In Munster, there's a new system in place providing care to critically ill patients as they're being moved to and from facilities. The Adult and Neonatal Critical Care Transport Team was developed by Community Hospital and Prompt Ambulance. Transport team members include a respiratory therapist, physician, nurse practitioner, physician assistant and nurse trained in specialty care medicine. The transport vehicle is an intensive care level ambulance that allows the team to provide non-stop monitoring and vital life support for neonatal, neurological, respiratory, cardiac and trauma patients. [Photo/provided]
“The benefit to our critically-ill patients is tremendous when we can ensure their safety while getting them the extra resources they need,” Donald P. Fesko, CEO, Community Hospital. “With the team and the transport ambulance centrally located at Community Hospital in Munster and just a phone call away, it can reduce the response time when high-risk patients need to be transferred for additional care.”
The neonatal transport system was set in place to transfer critically-ill or premature newborns from Community Healthcare System sister hospitals — St. Mary Medical Center in Hobart and St.
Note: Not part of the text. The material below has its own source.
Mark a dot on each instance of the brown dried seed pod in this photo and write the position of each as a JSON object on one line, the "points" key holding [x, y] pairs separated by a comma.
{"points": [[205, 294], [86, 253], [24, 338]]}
Catherine Hospital in East Chicago - to Community Hospital in Munster (if the level of care is appropriate) and/or a children’s hospital should a baby need the expertise of a medical center.
“When a critically-ill baby is born and needs to be transported to a higher level of care than a regular or special care nursery, it is often a time-consuming process to transfer the baby to a hospital equipped to provide this type of care,” said Ameth Aguirre, M.D., University of Chicago neonatologist on staff at Community Hospital. “Through this system, we are able to expedite this process by automatically accepting premature and critically-ill babies from the other area hospitals and bring them to Community Hospital or transport them to the University of Chicago Medicine for subspecialty care or surgery in a more efficient manner.”
“When you have very sick patients - seconds can be imperative,” said Ronda McKay, vice president of Patient Care Services and chief nursing officer. “You have to immediately respond, and if you have to wait, then the patient can suffer. Here, we have one team coordinating care. It’s a seamless way for our patients to receive care no matter where they are in our hospital system."